Having clarified the fundamental theological aspect, it is not at all pointless to consider the logic that Christ has placed inside His Church. There is a primate; there are bishops successors of the apostles who are such by divine right within the framework of the catholicity of the college and of the right of the primate. Constitutive cells of the Church are the individual local churches, led by a successor of the apostles. All of the faithful belong to the Church, but the immediate reason for her unity and catholicity lies in the particular churches under Peter. The error, made by many, that has been clearly witnessed in the recent and not always orthodox diatribes on the «Lex Fundamentalis,» is precisely that of assimilating the Divine Constitution of the Church to any state political constitution. The first is absolutely unique and inimitable, like other things within the Church.
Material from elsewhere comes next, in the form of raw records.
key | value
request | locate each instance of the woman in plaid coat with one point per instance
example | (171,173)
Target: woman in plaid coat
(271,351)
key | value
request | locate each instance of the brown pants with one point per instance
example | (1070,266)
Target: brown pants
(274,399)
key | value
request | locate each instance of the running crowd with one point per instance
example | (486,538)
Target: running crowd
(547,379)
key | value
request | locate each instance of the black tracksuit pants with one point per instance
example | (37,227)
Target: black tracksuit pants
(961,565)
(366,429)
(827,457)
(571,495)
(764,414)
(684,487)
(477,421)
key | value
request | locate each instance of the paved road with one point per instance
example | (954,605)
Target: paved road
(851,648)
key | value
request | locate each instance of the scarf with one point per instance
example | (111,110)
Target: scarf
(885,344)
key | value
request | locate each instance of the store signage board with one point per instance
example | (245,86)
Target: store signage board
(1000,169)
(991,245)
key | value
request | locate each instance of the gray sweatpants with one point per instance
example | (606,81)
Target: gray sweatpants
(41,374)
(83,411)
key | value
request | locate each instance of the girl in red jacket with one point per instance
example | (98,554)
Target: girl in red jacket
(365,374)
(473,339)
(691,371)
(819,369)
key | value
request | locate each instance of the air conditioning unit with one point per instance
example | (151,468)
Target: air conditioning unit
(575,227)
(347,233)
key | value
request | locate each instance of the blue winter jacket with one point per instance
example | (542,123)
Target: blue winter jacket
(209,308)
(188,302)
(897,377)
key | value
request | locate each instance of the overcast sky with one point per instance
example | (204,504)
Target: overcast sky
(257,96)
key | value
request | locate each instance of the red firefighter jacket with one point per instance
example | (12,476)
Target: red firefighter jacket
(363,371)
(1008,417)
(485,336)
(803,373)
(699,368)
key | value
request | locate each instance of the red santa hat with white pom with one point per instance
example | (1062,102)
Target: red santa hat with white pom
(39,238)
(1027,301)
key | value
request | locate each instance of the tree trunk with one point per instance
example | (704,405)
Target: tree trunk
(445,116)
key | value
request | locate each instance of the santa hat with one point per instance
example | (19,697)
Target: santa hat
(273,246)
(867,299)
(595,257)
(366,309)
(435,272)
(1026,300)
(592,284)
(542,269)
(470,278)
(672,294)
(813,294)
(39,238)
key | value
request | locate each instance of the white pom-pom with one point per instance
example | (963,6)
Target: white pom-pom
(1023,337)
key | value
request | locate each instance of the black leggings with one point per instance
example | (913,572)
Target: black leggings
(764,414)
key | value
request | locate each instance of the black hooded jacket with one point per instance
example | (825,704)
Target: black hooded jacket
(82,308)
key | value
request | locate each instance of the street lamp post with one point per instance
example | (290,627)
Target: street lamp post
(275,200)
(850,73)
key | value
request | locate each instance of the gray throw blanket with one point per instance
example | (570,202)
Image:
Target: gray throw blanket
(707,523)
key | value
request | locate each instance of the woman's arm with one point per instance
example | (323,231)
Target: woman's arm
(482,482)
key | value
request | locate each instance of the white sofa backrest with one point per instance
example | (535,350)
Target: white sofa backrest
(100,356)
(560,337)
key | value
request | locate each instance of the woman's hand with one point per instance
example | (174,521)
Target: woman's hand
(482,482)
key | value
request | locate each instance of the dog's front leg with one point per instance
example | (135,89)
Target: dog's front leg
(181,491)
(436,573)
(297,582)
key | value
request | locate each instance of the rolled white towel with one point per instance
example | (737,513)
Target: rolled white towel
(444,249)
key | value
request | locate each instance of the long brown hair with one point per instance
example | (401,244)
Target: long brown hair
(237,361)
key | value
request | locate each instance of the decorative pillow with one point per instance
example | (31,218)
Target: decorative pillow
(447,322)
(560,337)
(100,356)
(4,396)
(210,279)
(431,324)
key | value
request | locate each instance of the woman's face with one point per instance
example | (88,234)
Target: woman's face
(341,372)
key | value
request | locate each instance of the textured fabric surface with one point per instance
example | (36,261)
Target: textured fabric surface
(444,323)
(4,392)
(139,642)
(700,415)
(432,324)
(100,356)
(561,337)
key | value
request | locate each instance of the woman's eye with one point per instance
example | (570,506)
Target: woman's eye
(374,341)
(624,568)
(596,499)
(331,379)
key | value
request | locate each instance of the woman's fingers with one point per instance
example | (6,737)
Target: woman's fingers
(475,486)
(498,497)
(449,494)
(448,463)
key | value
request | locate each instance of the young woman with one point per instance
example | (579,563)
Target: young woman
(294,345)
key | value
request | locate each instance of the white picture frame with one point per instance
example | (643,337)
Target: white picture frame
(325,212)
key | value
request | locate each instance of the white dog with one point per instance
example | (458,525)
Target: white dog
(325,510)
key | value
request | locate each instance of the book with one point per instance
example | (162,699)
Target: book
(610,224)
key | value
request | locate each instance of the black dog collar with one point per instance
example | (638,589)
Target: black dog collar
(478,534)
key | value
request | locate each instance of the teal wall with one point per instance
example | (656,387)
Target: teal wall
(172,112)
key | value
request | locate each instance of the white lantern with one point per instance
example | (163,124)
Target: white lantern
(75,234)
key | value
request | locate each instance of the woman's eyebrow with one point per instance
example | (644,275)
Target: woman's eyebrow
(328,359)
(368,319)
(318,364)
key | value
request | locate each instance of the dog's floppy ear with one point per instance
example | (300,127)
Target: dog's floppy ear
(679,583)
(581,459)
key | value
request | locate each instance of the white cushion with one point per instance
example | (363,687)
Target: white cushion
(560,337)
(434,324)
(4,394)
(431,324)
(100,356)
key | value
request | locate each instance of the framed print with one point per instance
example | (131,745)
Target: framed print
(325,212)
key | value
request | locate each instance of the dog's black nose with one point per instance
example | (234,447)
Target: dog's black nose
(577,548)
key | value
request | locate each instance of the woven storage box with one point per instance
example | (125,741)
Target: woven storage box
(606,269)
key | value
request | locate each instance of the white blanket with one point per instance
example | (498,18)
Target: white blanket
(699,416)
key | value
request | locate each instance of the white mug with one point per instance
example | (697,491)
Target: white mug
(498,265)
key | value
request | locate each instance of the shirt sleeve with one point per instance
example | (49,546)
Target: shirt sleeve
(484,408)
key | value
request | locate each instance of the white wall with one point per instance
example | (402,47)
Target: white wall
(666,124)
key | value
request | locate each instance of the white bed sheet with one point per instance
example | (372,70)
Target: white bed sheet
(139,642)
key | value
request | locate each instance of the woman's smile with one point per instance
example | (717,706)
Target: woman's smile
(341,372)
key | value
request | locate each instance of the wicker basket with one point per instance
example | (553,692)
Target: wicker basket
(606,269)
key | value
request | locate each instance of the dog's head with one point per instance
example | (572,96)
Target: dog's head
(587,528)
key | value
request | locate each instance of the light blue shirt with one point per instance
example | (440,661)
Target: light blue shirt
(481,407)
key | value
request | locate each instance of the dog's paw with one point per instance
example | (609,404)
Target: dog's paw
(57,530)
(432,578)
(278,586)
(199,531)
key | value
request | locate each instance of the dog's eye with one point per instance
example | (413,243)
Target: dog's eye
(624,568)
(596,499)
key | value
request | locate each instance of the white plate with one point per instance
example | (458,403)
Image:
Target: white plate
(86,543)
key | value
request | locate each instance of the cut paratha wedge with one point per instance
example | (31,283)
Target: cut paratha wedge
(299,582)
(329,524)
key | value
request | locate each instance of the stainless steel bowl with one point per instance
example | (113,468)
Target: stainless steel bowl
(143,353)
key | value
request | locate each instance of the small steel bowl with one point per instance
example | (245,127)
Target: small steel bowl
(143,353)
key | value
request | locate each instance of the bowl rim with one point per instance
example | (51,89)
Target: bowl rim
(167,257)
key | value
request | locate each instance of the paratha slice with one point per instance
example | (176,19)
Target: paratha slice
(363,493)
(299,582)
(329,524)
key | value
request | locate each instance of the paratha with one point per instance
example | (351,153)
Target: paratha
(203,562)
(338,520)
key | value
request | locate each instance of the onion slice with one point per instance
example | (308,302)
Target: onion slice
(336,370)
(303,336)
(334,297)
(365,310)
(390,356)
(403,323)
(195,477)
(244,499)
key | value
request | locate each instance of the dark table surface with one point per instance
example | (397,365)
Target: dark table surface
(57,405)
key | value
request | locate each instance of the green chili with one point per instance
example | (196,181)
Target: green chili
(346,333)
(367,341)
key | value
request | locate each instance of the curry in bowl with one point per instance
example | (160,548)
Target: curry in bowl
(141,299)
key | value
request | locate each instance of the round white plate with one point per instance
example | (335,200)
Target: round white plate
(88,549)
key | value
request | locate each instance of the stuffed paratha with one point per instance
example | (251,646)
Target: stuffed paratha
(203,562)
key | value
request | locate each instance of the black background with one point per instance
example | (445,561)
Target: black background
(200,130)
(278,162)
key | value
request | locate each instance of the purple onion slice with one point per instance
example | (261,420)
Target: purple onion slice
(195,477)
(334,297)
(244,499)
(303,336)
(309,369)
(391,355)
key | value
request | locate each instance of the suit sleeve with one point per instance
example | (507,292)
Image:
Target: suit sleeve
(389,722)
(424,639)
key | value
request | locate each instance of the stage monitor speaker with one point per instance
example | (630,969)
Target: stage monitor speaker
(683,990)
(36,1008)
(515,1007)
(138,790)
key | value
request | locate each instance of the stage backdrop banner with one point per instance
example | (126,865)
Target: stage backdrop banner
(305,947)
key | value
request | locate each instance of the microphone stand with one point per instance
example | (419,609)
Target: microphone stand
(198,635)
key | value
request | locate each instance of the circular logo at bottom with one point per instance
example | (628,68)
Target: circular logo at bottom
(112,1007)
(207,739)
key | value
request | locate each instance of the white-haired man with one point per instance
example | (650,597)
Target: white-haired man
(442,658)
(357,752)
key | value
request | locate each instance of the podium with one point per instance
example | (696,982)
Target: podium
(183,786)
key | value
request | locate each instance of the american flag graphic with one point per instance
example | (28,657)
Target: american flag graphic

It therefore appears clear why Christ entrusted the primate to Peter, and why the latter exercised it and bequeathed to his successors, as bishop of a designated cell of the Church, the diocese of Rome.

That placed, no idea of democratic or federalist constitution can surface when the issue of the election of the Roman pontiff is posed theologically and legally. It is the Roman Church that must elect her bishop.

One cannot leave out the practical aspect of the issue, an aspect that by its nature belongs to history.

The law of the conclave, brought about by Nicholas II in 1059, put an end, by reserving the election right solely to cardinals, an agony, at times humiliating, of a thousand years. Be it noted that the cardinals, as such, belong to the Roman Church and to her only, as her suburbicarian bishops, priests, and deacons. The theological reason, in the necessary and inevitable reform of Nicholas II, was perfectly adhered to.

The law of the conclave rests on two hinges: the exclusive right of the Sacred College, and the “clausura” (segregation). The latter was not put forward immediately: it came at a later time to fulfill evident situations and grave necessities. The two hinges sustain one another. It is obvious that an election entrusted to too wide an electoral body, would, humanely speaking, prove more difficult and easily influenced, and thus with a lesser guarantee of reasonableness and correspondence to the supreme interests of the Church. Only with a body of men, accurately selected, is it possible that in the ballot prevail, as humanly possible, the criterion of the true good. The segregation of the conclave is yet more necessary; with modern means, with modern technology, without an absolute segregation it would not be possible to save an election from the pressure of external powers. Today the superpowers (and the lesser ones alike) have too great an interest in having on their side, through condescendence or weakness, the highest moral authority in the world. And they would do all that they are so very good at doing. The pressures to overturn the substance of the law of the conclave could be driven by the will to obtain precisely this result.